Annika Wulf-Goldenberg

Soraya Hoelper

Alistair N Garratt

Markus Kruger

Klaus Rajewsky

Dies Meijer

Walter Birchmeier

Gary R Lewin

Matthias Selbach

Carmen Birchmeier

Affiliations

Soon will be listed here.

Abstract

Myelination depends on the synthesis of large amounts of myelin transcripts and proteins and is controlled by Nrg1/ErbB/Shp2 signaling. We developed a novel pulse labeling strategy based on stable isotope labeling with amino acids in cell culture (SILAC) to measure the dynamics of myelin protein production in mice. We found that protein synthesis is dampened in the maturing postnatal peripheral nervous system, and myelination then slows down.
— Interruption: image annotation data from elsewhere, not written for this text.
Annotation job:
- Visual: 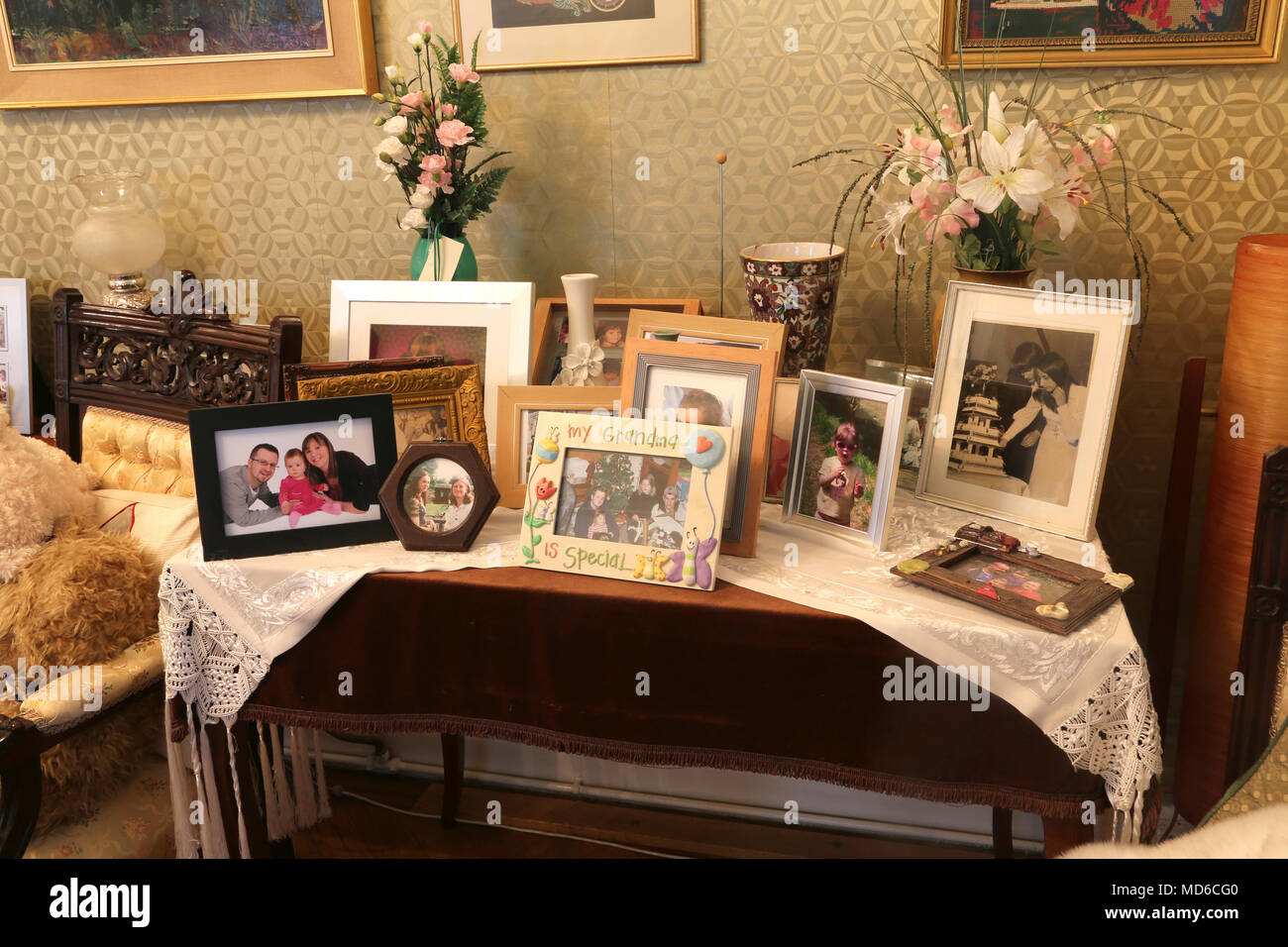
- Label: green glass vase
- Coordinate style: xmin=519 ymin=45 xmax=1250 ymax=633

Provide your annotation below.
xmin=411 ymin=233 xmax=480 ymax=282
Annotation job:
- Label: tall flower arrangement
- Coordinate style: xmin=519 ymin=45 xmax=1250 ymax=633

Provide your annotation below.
xmin=374 ymin=22 xmax=512 ymax=239
xmin=796 ymin=37 xmax=1193 ymax=352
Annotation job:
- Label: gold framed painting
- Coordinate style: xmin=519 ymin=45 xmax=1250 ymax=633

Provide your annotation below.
xmin=283 ymin=360 xmax=492 ymax=472
xmin=626 ymin=309 xmax=785 ymax=371
xmin=0 ymin=0 xmax=377 ymax=108
xmin=493 ymin=385 xmax=622 ymax=509
xmin=528 ymin=296 xmax=702 ymax=385
xmin=452 ymin=0 xmax=702 ymax=72
xmin=939 ymin=0 xmax=1288 ymax=69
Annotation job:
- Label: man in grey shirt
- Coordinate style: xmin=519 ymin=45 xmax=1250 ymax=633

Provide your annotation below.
xmin=219 ymin=445 xmax=301 ymax=526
Remarkably, sustained activation of MAPK signaling by expression of the Mek1DD allele in mice overcomes the signals that end myelination, resulting in continuous myelin growth. MAPK activation leads to minor changes in transcript levels but massively up-regulates protein production. Pharmacological interference in vivo demonstrates that the effects of activated MAPK signaling on translation are mediated by mTOR-independent mechanisms but in part also by mTOR-dependent mechanisms. Previous work demonstrated that loss of ErbB3/Shp2 signaling impairs Schwann cell development and disrupts the myelination program. We found that activated MAPK signaling strikingly compensates for the absence of ErbB3 or Shp2 during Schwann cell development and myelination.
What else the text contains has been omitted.